2015/08/14(金)「ミッション:インポッシブル ローグ・ネイション」

 シリーズ第5作。そして今回が最も面白い。冒頭、離陸する飛行機のドアにぶら下がるトム・クルーズなど数々のアクションにも見応えがあるが、それ以上にスパイ映画の本道に立ち返ったストーリーがいい。国際犯罪組織シンジケートの謎の女イルサ・ファウスト(レベッカ・ファーガソン)の役柄は「北北西に進路を取れ」のエヴァ・マリー・セイントを思わせるほど魅力的だ。クライマックス、イルサがイーサン・ハント(トム・クルーズ)に迫る3つの選択肢にはしびれた。スパイ映画、サスペンス映画に冴えを見せるクリストファー・マッカリー監督の起用は大成功だったと言うべきだろう。アクションを羅列しただけのよくある凡作とは異なり、ドラマとアクションを高いレベルで組み合わせた傑作エンタテインメントだ。

 今回の敵シンジケートは各国諜報機関のエージェントを集めたテロ集団。イーサン・ハントはベンジー(サイモン・ペッグ)とともにシンジケートのボス、レーン(ショーン・ハリス)を追い詰めたところで逆に捕まってしまう。しかし、組織の女イルサはなぜかハントを助けた。イルサは英国諜報部MI6がシンジケートに潜入させたエージェントだった。エージェントの非情な宿命を背負ったイルサの役柄もさることながら、アクションができ、情感を込めた演技も見せるレベッカ・ファーガソンはこの映画の成功の大きな部分を占めている。ハントとイルサの関係が淡すぎず、濃すぎない大人の関係なのもいい。

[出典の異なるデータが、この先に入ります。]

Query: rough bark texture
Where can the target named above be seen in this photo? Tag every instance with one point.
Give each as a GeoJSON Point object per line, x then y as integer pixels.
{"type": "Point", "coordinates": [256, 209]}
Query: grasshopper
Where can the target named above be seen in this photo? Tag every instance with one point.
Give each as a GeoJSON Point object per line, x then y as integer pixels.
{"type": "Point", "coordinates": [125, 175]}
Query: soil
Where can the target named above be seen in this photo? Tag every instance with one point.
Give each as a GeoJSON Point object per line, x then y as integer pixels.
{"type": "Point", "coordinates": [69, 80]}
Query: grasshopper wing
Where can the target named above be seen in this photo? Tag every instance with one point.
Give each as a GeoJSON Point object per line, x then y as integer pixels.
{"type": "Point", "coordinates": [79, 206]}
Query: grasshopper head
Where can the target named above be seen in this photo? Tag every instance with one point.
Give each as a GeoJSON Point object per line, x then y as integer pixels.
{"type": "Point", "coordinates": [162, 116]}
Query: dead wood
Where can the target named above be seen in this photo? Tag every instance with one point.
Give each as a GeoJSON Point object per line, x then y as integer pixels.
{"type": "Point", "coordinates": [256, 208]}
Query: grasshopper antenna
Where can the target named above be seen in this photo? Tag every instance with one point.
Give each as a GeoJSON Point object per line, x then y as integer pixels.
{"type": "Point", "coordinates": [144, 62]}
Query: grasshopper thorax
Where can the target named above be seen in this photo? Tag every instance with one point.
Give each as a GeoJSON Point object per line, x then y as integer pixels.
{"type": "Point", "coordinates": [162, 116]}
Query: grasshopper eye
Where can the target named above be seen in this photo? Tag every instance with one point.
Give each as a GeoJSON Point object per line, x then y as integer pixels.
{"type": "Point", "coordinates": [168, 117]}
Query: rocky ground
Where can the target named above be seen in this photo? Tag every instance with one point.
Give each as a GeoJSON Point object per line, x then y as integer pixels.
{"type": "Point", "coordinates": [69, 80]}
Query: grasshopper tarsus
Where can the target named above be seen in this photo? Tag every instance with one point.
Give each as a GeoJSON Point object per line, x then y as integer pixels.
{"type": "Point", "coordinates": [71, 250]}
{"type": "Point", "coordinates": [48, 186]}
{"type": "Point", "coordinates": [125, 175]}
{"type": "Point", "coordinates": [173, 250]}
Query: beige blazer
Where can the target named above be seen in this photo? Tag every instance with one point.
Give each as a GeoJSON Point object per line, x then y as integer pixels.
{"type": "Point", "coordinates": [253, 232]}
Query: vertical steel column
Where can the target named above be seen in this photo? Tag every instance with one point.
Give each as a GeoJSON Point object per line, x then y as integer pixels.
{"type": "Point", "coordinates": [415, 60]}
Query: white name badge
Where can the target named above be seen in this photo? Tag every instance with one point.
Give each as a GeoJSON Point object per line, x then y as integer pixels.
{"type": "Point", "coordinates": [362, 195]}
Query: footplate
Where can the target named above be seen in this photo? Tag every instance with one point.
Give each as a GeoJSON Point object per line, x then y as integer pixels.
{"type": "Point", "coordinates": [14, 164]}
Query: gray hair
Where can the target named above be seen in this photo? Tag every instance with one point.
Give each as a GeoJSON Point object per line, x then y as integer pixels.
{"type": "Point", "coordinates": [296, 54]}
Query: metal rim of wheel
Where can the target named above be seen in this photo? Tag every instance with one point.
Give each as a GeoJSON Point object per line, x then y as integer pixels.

 中国資本のアリババ集団が制作参加しているためか、オーストリア首相が狙われる劇場で上演されているのは中国が舞台のオペラ「トゥーランドット」。しかし、マッカリ-、転んでもただでは起きない。イルサが迫る3つの選択肢はトゥーランドット姫が出す3つの謎かけにかけたものなのだろう。序盤のイーサンが捕まる場面の仕掛けを終盤に逆のパターンで繰り返すなどドラマトゥルギーをきっちり守ったマッカリ-の脚本はヒッチコックなど過去のサスペンス映画を引用して映画ファンに目配せしながら細部に凝っている(ウィーンが舞台となる場面では「第三の男」を思わせるシーンがあった)。自分の監督作だけにいつも以上に脚本に力が入ったのではないか。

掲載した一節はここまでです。